Can not get CUDA python backtrace

tangweikai420 · April 18, 2023, 8:25am

Hello everyone! Documents says nsys can get CUDA python backtrace like:

However, when using nsys myself, I can only see python frames with no other detail like:

So what should I do?
I use remote profile on nsys 2023.2.1Windows-x64, target is on linux, with python3.9 and CUDA11.1.

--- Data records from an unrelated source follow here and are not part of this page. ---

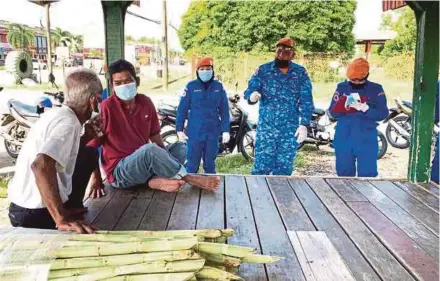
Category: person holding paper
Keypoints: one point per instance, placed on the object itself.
(358, 104)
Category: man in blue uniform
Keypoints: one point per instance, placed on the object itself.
(356, 135)
(286, 106)
(435, 164)
(205, 105)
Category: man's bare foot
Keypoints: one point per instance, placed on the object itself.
(205, 182)
(164, 184)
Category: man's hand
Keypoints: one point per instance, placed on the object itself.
(360, 107)
(182, 136)
(97, 190)
(96, 185)
(255, 96)
(226, 137)
(80, 227)
(301, 133)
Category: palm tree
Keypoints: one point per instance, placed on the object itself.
(20, 36)
(130, 39)
(60, 37)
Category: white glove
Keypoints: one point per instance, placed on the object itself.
(226, 137)
(301, 133)
(182, 137)
(255, 96)
(361, 107)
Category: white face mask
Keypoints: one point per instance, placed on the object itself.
(96, 112)
(126, 92)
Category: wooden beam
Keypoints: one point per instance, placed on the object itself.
(425, 83)
(114, 26)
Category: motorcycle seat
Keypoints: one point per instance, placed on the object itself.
(319, 111)
(407, 103)
(23, 109)
(168, 112)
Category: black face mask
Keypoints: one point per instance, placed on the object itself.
(281, 63)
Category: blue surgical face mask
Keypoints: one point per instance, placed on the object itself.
(126, 92)
(205, 75)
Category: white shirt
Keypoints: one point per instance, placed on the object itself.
(56, 134)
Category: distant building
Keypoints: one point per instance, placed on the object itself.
(37, 50)
(378, 37)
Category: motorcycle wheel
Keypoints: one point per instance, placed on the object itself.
(394, 137)
(170, 137)
(246, 145)
(383, 144)
(11, 149)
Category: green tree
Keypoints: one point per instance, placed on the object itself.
(60, 37)
(75, 43)
(406, 29)
(319, 26)
(20, 36)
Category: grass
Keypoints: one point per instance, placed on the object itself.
(236, 164)
(4, 187)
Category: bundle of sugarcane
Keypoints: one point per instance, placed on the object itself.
(139, 255)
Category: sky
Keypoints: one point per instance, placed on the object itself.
(85, 17)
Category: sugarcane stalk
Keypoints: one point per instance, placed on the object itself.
(216, 274)
(123, 259)
(125, 248)
(141, 268)
(181, 276)
(223, 249)
(223, 260)
(260, 259)
(207, 233)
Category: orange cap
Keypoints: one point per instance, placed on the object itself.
(358, 69)
(286, 42)
(205, 61)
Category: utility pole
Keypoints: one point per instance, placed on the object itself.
(165, 46)
(49, 41)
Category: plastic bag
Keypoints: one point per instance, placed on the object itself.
(25, 254)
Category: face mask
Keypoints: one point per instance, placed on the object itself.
(281, 63)
(126, 92)
(96, 112)
(205, 75)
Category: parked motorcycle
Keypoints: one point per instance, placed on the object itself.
(398, 131)
(16, 124)
(322, 131)
(242, 131)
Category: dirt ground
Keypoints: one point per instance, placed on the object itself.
(322, 163)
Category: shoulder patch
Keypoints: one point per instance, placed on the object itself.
(336, 96)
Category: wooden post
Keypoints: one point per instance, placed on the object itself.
(49, 41)
(165, 46)
(425, 83)
(193, 66)
(367, 49)
(114, 18)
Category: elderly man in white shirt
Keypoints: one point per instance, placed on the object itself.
(54, 165)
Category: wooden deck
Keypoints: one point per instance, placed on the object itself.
(326, 229)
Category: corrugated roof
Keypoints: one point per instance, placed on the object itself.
(392, 5)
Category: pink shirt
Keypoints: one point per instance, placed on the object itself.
(125, 132)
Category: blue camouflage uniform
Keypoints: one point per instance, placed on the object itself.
(286, 101)
(205, 106)
(356, 134)
(435, 161)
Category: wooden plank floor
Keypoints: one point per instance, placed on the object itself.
(326, 229)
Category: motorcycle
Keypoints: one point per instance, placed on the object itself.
(322, 131)
(15, 125)
(398, 131)
(242, 131)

hwilper · April 18, 2023, 7:02pm

How did you launch Nsys? You have to use the -cudabacktrace option:

--cudabacktrace

Options: all, none, kernel, memory, sync, other
Default:none

When tracing CUDA APIs, enable the collection of a backtrace when a CUDA API is invoked. Significant runtime overhead may occur. Values may be combined using ‘,’. Each value except ‘none’ may be appended with a threshold after ‘:’. Threshold is duration, in nanoseconds, that CUDA APIs must execute before backtraces are collected, e.g. ‘kernel:500’. Default value for each threshold is 1000ns (1us). Note: CPU sampling must be enabled. Note: Not available on IBM Power targets.

tangweikai420 · April 18, 2023, 7:18pm

Thanks for your reply! In fact I use nsys gui:

Any problem? Should I enable “collect python backtrace samples”? However if I enable it, everytime I try to open the nsys report, the nsys gui crash immediately.

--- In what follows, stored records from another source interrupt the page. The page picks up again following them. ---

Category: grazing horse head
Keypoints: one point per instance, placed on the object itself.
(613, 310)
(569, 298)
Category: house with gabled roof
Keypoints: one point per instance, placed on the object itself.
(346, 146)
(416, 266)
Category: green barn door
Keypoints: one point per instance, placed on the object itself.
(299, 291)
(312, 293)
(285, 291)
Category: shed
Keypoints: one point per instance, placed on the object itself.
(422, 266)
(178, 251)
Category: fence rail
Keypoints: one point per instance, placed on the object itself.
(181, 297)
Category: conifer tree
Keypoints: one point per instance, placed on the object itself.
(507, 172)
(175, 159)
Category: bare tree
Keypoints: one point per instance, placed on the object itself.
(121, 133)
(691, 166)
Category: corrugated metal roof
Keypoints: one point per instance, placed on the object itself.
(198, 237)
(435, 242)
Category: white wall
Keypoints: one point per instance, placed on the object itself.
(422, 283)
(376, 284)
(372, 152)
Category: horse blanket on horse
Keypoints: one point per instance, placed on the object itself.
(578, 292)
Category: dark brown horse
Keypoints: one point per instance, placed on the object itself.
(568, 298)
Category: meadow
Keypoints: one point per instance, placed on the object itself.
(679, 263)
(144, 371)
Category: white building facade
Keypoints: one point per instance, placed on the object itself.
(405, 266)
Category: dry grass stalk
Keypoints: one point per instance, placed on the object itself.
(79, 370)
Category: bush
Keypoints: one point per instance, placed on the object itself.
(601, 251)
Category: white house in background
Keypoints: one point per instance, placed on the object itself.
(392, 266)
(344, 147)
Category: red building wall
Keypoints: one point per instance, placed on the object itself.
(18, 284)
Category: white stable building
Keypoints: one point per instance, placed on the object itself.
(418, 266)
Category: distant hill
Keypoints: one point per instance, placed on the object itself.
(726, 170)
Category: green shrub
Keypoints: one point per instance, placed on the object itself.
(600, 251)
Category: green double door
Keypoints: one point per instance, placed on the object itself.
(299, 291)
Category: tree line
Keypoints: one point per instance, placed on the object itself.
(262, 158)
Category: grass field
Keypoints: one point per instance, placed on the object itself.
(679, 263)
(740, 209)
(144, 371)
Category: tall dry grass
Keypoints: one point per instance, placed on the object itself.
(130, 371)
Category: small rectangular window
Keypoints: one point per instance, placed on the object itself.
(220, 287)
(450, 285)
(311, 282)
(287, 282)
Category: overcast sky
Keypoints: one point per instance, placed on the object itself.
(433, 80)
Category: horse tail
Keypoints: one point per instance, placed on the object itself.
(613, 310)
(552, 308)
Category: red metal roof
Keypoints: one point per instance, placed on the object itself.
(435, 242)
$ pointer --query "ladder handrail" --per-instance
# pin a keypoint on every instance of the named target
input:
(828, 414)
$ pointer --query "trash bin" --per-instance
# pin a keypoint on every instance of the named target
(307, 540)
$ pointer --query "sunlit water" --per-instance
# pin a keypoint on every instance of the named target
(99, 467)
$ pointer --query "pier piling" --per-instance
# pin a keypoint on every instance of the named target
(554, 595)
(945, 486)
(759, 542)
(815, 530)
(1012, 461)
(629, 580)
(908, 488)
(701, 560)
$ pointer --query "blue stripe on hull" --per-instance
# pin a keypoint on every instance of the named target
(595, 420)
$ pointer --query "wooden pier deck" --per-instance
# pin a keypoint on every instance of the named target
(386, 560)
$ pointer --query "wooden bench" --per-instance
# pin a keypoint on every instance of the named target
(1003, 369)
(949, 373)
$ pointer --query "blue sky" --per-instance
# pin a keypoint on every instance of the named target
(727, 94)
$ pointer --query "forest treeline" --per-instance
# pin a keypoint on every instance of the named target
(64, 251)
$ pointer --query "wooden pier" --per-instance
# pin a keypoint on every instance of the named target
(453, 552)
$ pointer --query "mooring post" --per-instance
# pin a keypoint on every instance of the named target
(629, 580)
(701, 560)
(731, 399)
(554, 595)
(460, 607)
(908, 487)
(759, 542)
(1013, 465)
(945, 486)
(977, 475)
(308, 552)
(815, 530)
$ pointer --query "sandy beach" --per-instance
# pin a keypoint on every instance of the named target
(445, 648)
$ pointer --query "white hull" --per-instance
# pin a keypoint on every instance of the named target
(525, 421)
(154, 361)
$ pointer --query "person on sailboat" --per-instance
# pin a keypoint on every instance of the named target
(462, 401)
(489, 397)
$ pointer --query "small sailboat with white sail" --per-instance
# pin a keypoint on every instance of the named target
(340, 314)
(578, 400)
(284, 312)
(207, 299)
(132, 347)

tangweikai420 · April 19, 2023, 10:24am

And I found that if I use nsys cli on target system instead of remote Windows gui like:
nsys profile -w true -t cuda,nvtx,osrt,cudnn,cublas -s cpu -o nsight_report -f true --cudabacktrace=true -x true python3.9 main.py
I can get some backtrace details like:

So is there something wrong about remote profile?

hwilper · April 19, 2023, 3:25pm

Initially since you said you were calling from the GUI I thought maybe you needed to ask for process-tree wide analysis, but you have done that.

You don’t need python backtraces, that is python runtime sampling, which isn’t what you are looking for here.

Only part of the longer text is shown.